Hello. I searched for a topic for the same question, but my queries were fruitless, although they returned some similar questions. If i have missed it, please lock this one, and redirect me to the proper thread.

It's not a homework assignment, but a personal inquiry due to some home studies I'm performing. I have a little background in maths, but haven't done anything of the sorts in quite a while ( > 4 years), and was looking for some confirmation on my work. Anyhow, here's the problem.

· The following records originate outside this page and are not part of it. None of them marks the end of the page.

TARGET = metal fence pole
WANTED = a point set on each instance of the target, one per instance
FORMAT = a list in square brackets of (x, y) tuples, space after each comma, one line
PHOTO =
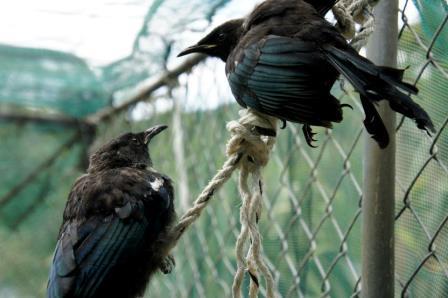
[(379, 171)]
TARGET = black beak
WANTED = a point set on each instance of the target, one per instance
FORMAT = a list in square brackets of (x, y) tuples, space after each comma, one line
[(199, 48), (153, 131)]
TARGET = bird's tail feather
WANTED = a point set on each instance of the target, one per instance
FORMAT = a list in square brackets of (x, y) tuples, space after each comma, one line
[(375, 83)]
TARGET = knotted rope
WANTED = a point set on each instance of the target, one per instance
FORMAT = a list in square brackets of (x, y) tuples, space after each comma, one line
[(249, 151), (348, 13)]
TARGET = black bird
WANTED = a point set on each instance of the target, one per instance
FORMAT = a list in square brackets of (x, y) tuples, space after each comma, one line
[(283, 59), (116, 226)]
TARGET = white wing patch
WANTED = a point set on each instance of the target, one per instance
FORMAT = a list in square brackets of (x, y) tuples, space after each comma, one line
[(156, 184)]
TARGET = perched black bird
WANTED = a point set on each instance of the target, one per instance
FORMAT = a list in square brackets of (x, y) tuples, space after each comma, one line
[(116, 225), (283, 59)]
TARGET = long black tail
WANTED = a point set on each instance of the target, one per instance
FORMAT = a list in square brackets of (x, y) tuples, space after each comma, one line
[(375, 83)]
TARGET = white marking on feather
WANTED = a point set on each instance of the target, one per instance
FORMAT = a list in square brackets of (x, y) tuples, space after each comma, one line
[(156, 184)]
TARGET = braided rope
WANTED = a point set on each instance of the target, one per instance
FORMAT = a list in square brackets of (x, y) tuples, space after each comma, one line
[(249, 151)]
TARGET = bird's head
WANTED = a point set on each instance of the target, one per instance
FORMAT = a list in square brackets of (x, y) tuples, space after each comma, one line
[(220, 42), (128, 150)]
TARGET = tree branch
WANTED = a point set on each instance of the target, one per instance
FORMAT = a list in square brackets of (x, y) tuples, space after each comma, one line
[(145, 91), (35, 173)]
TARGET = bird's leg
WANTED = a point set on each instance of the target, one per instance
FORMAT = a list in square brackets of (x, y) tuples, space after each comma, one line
[(167, 265), (265, 131), (283, 123), (309, 135)]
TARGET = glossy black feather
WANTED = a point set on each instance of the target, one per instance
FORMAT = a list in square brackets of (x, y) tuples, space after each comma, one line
[(278, 76)]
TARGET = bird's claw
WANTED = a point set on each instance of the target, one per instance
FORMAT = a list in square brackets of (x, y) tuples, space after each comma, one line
[(168, 264), (309, 135)]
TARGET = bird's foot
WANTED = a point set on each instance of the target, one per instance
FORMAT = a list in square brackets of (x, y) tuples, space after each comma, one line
[(168, 264), (309, 135), (265, 131)]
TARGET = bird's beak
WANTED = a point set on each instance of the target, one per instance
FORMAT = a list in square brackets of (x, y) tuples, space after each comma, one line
[(153, 131), (198, 48)]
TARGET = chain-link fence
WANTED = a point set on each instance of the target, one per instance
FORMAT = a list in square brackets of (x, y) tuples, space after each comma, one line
[(311, 222)]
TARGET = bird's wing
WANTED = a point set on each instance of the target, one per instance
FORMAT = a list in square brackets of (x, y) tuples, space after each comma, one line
[(322, 6), (269, 9), (286, 78), (87, 252)]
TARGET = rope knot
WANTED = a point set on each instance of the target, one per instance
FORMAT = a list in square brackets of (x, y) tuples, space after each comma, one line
[(253, 135)]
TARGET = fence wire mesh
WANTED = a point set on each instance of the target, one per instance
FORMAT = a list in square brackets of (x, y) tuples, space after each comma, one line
[(311, 223)]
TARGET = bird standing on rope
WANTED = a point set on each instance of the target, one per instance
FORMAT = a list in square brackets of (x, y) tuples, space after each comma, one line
[(283, 59), (116, 229)]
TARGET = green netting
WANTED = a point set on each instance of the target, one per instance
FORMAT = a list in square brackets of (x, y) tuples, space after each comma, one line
[(312, 218)]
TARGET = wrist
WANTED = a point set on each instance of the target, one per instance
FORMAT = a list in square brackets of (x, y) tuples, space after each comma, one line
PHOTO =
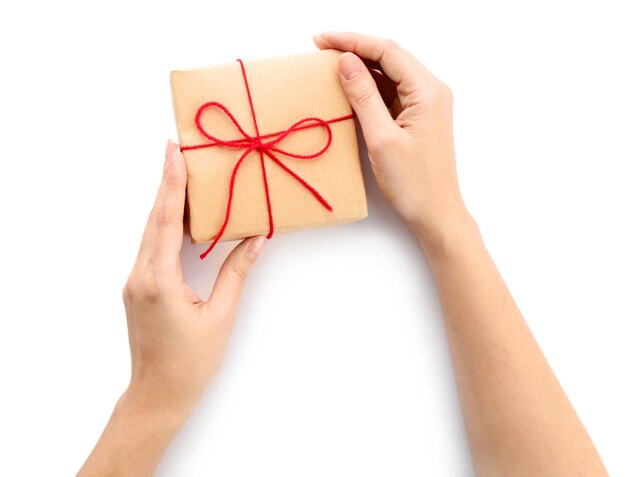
[(140, 403), (447, 234)]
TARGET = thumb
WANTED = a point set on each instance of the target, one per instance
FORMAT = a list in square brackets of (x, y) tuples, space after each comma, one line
[(234, 271), (363, 94)]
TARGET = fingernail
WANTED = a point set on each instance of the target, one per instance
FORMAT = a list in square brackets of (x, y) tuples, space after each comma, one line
[(350, 66), (254, 248), (168, 151)]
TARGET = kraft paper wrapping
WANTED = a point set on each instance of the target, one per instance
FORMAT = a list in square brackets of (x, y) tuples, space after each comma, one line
[(284, 90)]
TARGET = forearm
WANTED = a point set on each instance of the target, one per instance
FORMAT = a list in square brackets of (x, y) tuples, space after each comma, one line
[(133, 441), (518, 419)]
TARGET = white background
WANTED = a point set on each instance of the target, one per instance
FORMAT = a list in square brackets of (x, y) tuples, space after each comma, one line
[(338, 364)]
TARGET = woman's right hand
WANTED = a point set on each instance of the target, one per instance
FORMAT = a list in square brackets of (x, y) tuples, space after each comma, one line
[(412, 156)]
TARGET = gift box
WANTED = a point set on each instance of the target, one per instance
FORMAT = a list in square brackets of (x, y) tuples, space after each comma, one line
[(270, 146)]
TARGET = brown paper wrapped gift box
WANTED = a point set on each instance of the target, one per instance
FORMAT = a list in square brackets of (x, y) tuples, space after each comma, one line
[(283, 91)]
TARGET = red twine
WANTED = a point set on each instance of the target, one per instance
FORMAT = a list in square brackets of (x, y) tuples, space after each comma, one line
[(266, 145)]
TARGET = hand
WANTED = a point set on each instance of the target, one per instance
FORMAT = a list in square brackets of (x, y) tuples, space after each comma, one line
[(177, 341), (412, 156)]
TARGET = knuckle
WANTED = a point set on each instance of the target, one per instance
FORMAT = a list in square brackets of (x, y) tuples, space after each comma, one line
[(144, 287), (383, 141), (437, 94), (238, 272)]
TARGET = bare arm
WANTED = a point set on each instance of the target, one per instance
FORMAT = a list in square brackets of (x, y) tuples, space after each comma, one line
[(519, 421), (177, 341)]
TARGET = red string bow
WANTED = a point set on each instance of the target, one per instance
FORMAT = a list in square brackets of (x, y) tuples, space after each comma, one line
[(266, 145)]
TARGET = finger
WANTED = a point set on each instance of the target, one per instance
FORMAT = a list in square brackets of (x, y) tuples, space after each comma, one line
[(361, 90), (234, 271), (386, 87), (397, 63), (163, 235)]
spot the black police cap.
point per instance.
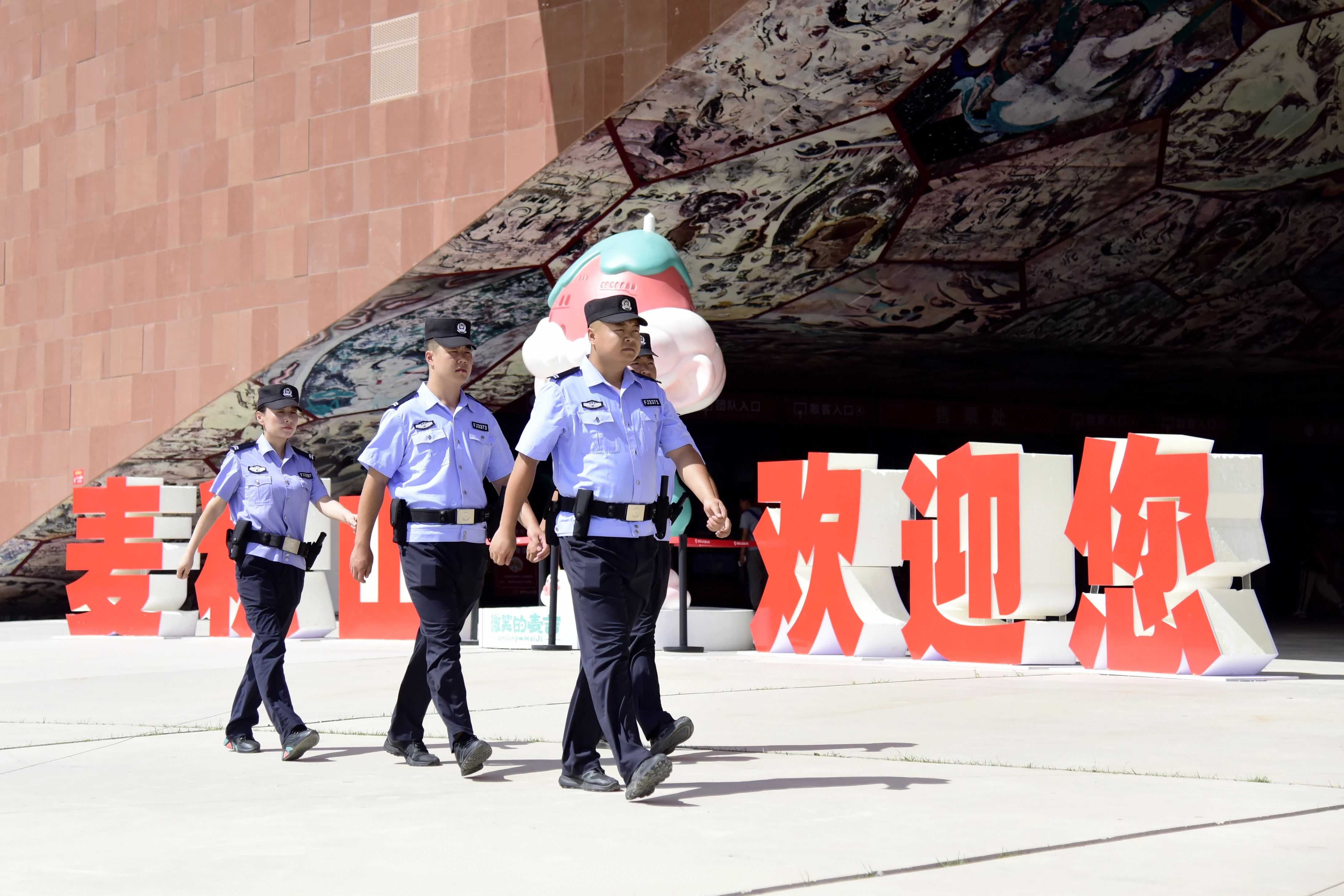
(277, 395)
(449, 332)
(613, 310)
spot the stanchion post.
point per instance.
(476, 621)
(681, 590)
(556, 590)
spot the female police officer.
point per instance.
(603, 425)
(268, 485)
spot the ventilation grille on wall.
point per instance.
(394, 64)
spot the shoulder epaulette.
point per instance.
(404, 399)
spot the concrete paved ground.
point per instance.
(826, 774)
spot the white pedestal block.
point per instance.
(709, 628)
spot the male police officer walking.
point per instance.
(268, 484)
(604, 425)
(663, 733)
(435, 448)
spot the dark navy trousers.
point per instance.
(444, 579)
(271, 593)
(644, 672)
(609, 581)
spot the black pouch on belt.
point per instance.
(311, 550)
(660, 511)
(237, 541)
(582, 511)
(401, 518)
(553, 512)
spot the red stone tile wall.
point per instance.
(191, 187)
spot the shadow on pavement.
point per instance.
(878, 748)
(739, 788)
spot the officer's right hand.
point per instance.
(502, 550)
(361, 562)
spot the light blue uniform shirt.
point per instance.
(605, 440)
(435, 459)
(273, 495)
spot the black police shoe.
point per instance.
(299, 743)
(651, 773)
(413, 752)
(592, 780)
(242, 743)
(673, 735)
(472, 754)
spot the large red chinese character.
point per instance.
(994, 563)
(111, 597)
(381, 608)
(1143, 516)
(830, 549)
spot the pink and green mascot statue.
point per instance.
(644, 265)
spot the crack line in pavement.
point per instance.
(1033, 851)
(991, 764)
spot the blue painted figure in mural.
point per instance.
(604, 425)
(268, 485)
(433, 451)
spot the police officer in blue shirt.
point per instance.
(663, 733)
(603, 426)
(268, 485)
(433, 451)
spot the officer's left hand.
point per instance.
(718, 518)
(502, 550)
(537, 547)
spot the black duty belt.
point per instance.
(628, 512)
(240, 538)
(272, 541)
(456, 516)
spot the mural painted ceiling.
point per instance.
(904, 194)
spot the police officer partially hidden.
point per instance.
(603, 425)
(433, 449)
(268, 485)
(662, 731)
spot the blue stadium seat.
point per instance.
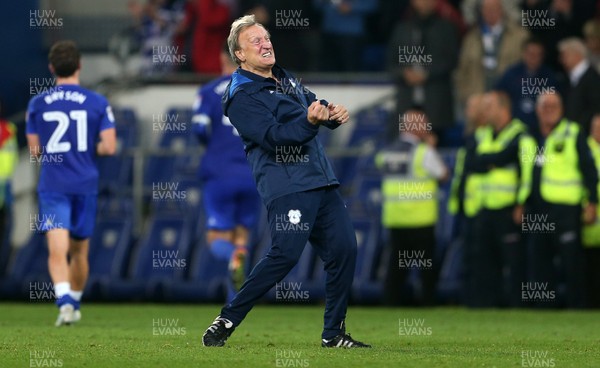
(30, 264)
(163, 254)
(116, 171)
(125, 116)
(109, 251)
(206, 281)
(185, 200)
(366, 287)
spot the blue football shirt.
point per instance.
(224, 156)
(68, 120)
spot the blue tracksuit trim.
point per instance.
(280, 143)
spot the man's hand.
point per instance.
(338, 113)
(317, 113)
(589, 214)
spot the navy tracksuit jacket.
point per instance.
(298, 187)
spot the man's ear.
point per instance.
(240, 55)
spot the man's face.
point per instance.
(549, 112)
(491, 11)
(491, 108)
(533, 55)
(569, 59)
(423, 7)
(256, 50)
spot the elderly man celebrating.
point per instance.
(278, 120)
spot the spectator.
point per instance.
(343, 30)
(411, 167)
(566, 17)
(285, 20)
(156, 26)
(488, 50)
(591, 32)
(421, 63)
(562, 170)
(591, 232)
(210, 20)
(582, 96)
(470, 10)
(525, 80)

Prove that $\displaystyle i$th Fibonacci number satisfies the equality

$\displaystyle

F_n = \frac{{\phi}^n - {\hat{\phi}}^n}{\sqrt{5}}

$

Where $\displaystyle \phi $ is the golden ratio and $\displaystyle \hat{\phi} $ is its conjugate.

What I've done:

Proof by induction.

Base cases:

$\displaystyle

F_0 = {\phi}^0 - {\hat{\phi}}^0

$

$\displaystyle

\\F_0 = 0

$

$\displaystyle

F_1 = {\phi}^1 - {\hat{\phi}}^1

$

$\displaystyle

\\F_1 = 1

$

Inductive hypothesis:

Suppose that it holds for $\displaystyle F_n[/tex] and $\displaystyle F_{n-1}$

We also know that $\displaystyle \phi$ and $\displaystyle \hat{\phi}$ are the roots of the equation $\displaystyle x^2 = x + 1$

Therfore, if we multiply both sides of the equation by $\displaystyle {\phi} ^ {n-1}$, we get [tex] {\phi}^{n+1} = {\phi}^{n} + {\phi}^{n-1} $

The same for $\displaystyle \hat{\phi}$.

From that we trivially arrive at

$\displaystyle

\frac{{\phi}^{n+1} - {\hat{\phi}}^{n+1}}{\sqrt5} = \frac{{\phi}^n + {\phi}^{n-1}}{\sqrt5} - \frac{{\hat{\phi}}^{n} + {\hat{\phi}}^{n-1}}{\sqrt5}

$

Which is what we were trying to prove. Can you please confirm my reasoning? I'm not sure if I'm allowed such an assumption in my inductive hypothesis, and also my reasoning looks a little circular. If there's a gap, can you please point it out to me, as well as any hints at getting the proper solution?